The limitations of this study should be considered and can present opportunities for future research to build on the current findings.
Firstly, the difference in the capture time between the MoveLab® device and the Gold Standard and the Clinical Standard assessment methods may have contributed to the differences in output agreement, thus impacting the strength of correlations. The capture period for the MoveLab® device included some turns in the walking route and this has already been addressed in the MoveLab® algorithms. However, acceleration and changes in speed and gait pattern could affect the STP outputs.
Secondly, the recognised limitations of the 3D gait analysis methods could contribute to errors in the MoCap data, including a soft tissue artifact and incorrect or inaccurate marker placement. However, for the STP outputs in this study, the impact would be expected to be minimal when compared to the joint rotations that are analyzed in a full clinical gait analysis. Future comparative studies could involve comparison of MoveLab® with portable gait analysis devices or wearable motion analysis systems however they are not generally considered as Gold Standard for clinical assessment.
A further limitation may be considered in relation to the STS assessment, where a single trial was recorded. It is accepted that multiple trials allow for individual variation when performing a task; however, due to the battery of assessments involving gait, the TUG, and the STS, it was considered sufficient for this assessment and removed any effect of fatigue.

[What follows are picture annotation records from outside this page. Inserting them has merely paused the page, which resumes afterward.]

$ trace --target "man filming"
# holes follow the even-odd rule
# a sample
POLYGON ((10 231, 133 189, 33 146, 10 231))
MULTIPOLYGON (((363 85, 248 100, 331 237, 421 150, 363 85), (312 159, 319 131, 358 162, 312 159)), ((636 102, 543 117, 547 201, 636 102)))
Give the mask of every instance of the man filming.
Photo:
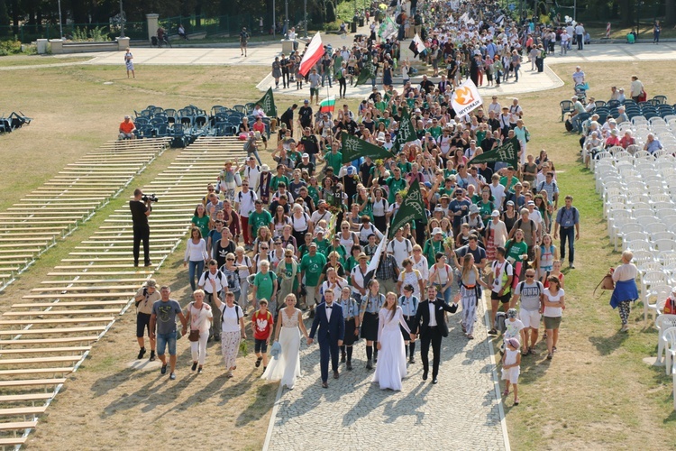
POLYGON ((143 196, 143 191, 139 189, 133 191, 133 200, 129 201, 129 209, 132 210, 132 222, 133 223, 133 265, 139 265, 139 246, 143 241, 143 266, 151 266, 151 227, 148 226, 148 216, 151 216, 152 206, 151 196, 143 196))

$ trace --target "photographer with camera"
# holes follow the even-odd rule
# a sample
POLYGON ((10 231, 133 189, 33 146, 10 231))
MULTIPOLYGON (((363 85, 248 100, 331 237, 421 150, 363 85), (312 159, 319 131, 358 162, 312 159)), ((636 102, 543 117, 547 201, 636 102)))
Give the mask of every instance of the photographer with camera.
POLYGON ((145 343, 143 341, 143 331, 148 330, 151 337, 151 362, 155 360, 155 337, 151 335, 151 317, 152 316, 152 305, 160 299, 160 292, 157 290, 157 282, 154 279, 148 281, 144 287, 139 289, 134 297, 136 302, 136 339, 139 342, 139 355, 141 360, 145 354, 145 343))
POLYGON ((133 191, 133 199, 129 201, 129 209, 132 210, 132 222, 133 223, 133 265, 139 265, 139 247, 143 241, 143 266, 151 266, 151 227, 148 225, 148 216, 152 211, 152 202, 157 202, 154 194, 144 196, 143 191, 138 188, 133 191))

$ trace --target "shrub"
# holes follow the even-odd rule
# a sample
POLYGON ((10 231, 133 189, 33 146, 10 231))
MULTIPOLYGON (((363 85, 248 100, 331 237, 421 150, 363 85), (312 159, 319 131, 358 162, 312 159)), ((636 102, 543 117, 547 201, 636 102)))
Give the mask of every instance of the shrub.
POLYGON ((335 9, 333 2, 326 2, 326 22, 335 22, 335 9))
POLYGON ((0 41, 0 56, 21 53, 20 41, 0 41))

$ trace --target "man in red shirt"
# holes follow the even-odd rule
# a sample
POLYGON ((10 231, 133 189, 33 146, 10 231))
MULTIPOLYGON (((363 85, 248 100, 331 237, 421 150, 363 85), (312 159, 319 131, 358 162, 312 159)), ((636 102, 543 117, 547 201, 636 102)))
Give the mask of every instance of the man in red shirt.
POLYGON ((260 299, 258 301, 259 309, 251 317, 251 327, 253 327, 253 339, 255 341, 254 351, 256 352, 256 368, 263 362, 263 372, 268 368, 268 345, 272 336, 274 320, 272 314, 268 311, 268 301, 260 299))
POLYGON ((136 125, 132 122, 132 117, 129 115, 124 116, 124 122, 120 124, 120 136, 121 140, 123 139, 135 139, 136 135, 133 133, 136 131, 136 125))

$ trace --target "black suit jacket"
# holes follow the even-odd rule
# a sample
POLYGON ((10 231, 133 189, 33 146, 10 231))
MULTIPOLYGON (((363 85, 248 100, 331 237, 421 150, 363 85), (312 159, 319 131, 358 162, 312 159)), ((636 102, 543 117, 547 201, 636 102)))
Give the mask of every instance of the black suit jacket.
MULTIPOLYGON (((458 304, 448 305, 439 299, 434 303, 434 316, 436 318, 436 326, 442 333, 442 336, 448 336, 448 326, 446 318, 443 316, 444 311, 455 313, 458 310, 458 304)), ((416 314, 416 327, 417 333, 424 336, 428 333, 430 326, 430 303, 425 299, 418 305, 418 311, 416 314)), ((413 331, 411 331, 413 332, 413 331)))

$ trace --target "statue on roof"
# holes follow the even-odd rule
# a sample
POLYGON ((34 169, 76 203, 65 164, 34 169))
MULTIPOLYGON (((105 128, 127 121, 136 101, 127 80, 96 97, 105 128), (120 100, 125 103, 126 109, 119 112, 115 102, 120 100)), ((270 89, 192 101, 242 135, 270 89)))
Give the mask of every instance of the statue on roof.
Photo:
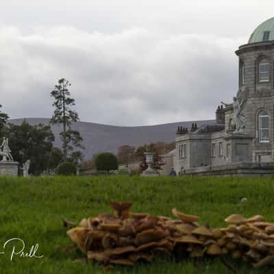
POLYGON ((3 137, 2 144, 0 145, 0 155, 3 156, 1 162, 13 161, 11 152, 12 151, 8 145, 8 138, 3 137))
POLYGON ((233 97, 233 103, 225 103, 221 102, 225 107, 232 105, 234 110, 234 120, 236 125, 236 130, 234 133, 242 132, 245 128, 245 115, 242 114, 242 111, 247 102, 246 98, 242 98, 242 90, 239 90, 237 92, 237 95, 233 97))

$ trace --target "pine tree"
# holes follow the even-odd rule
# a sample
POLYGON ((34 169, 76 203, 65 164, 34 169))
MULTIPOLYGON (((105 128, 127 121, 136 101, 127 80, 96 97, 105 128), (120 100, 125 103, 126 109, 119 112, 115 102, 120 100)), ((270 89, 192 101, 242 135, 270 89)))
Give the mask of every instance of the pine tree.
POLYGON ((73 147, 84 148, 81 145, 83 138, 79 132, 71 128, 72 122, 77 122, 79 116, 73 109, 73 106, 75 105, 75 100, 71 98, 71 92, 68 88, 69 86, 71 86, 69 82, 62 78, 58 80, 58 84, 51 92, 51 96, 55 99, 53 103, 55 110, 51 123, 62 125, 60 137, 64 160, 67 159, 68 152, 73 151, 73 147))
MULTIPOLYGON (((2 105, 0 105, 0 108, 2 108, 2 105)), ((7 120, 10 117, 8 116, 8 114, 2 112, 0 110, 0 130, 3 128, 3 127, 7 123, 7 120)))

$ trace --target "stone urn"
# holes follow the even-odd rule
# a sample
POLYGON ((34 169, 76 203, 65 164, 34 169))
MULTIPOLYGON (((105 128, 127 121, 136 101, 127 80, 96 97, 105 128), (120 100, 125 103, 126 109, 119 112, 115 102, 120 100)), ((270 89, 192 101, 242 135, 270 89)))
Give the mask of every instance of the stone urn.
POLYGON ((148 168, 146 171, 143 171, 143 176, 158 176, 159 175, 156 171, 154 171, 153 166, 153 152, 145 152, 144 154, 146 156, 146 163, 148 166, 148 168))

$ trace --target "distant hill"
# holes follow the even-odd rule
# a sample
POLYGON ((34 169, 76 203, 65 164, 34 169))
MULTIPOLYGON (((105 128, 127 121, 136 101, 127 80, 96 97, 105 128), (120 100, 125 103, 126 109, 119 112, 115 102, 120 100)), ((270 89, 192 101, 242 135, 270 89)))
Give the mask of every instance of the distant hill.
MULTIPOLYGON (((10 119, 14 124, 21 124, 23 119, 10 119)), ((31 125, 42 123, 48 125, 49 119, 27 118, 31 125)), ((197 123, 199 127, 204 124, 214 124, 215 120, 195 121, 188 122, 171 123, 168 124, 140 127, 119 127, 97 124, 95 123, 77 122, 73 127, 83 136, 85 158, 90 159, 93 154, 103 151, 116 153, 119 147, 124 145, 138 146, 153 142, 171 142, 175 141, 175 132, 178 126, 191 127, 192 123, 197 123)), ((60 126, 51 126, 55 136, 54 145, 61 147, 59 133, 60 126)))

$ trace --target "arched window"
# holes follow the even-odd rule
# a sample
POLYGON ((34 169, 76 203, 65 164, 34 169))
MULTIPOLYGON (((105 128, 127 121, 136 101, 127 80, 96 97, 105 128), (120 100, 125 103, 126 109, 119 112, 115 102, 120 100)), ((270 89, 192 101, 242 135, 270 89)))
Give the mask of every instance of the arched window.
POLYGON ((266 110, 261 110, 258 114, 258 140, 269 142, 269 115, 266 110))
POLYGON ((267 59, 262 59, 259 62, 259 82, 269 81, 269 62, 267 59))
POLYGON ((245 63, 242 61, 240 62, 240 84, 243 86, 245 84, 245 63))

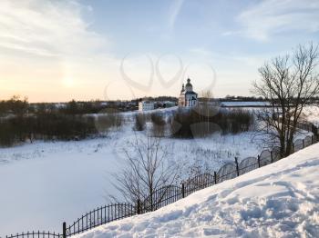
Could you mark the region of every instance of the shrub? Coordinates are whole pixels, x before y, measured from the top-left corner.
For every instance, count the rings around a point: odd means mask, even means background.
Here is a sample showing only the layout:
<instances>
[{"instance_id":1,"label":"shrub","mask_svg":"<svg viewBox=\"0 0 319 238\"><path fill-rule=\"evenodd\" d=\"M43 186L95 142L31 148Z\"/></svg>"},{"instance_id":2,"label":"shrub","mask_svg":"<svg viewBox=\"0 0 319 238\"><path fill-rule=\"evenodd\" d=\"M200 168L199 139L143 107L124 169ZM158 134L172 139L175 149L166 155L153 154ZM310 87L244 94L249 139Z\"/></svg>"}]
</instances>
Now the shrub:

Finally, this study was limited to a cohort of twenty-five volunteers who were recruited as self-reported healthy participants. To address the potential limitations that may arise with the current algorithms and processing pipeline when applied to cohorts across typical pathologies, e.g., osteoarthritis, stroke, and Parkinson’s, it is also recommended to perform further developmental and comparative studies. These should involve altered or compensatory gait styles, for example, with simulated or real gait disorders, and clearly identified clinical patient cohorts (for clinical benchmarking to the current markers and assessments). This should also include an assessment of alternative options for mobile phone placement to allow for a range of patient morphologies, abilities, and clothing.
In identifying these key limitations, it must be noted that the data collection protocol and processing pipeline was adopted to assess the ability of MoveLab® to recreate a set of reliable and clinically valid outputs when compared to the Gold Standard MoCap and the Clinical Standard assessments. Although we must interpret the findings of the present study with caution, the resulting data has provided the first evidence of validation with good correlations for several key gait STPs and two clinically accepted performance-based assessments, along with clearly defined opportunities to address the identified limitations.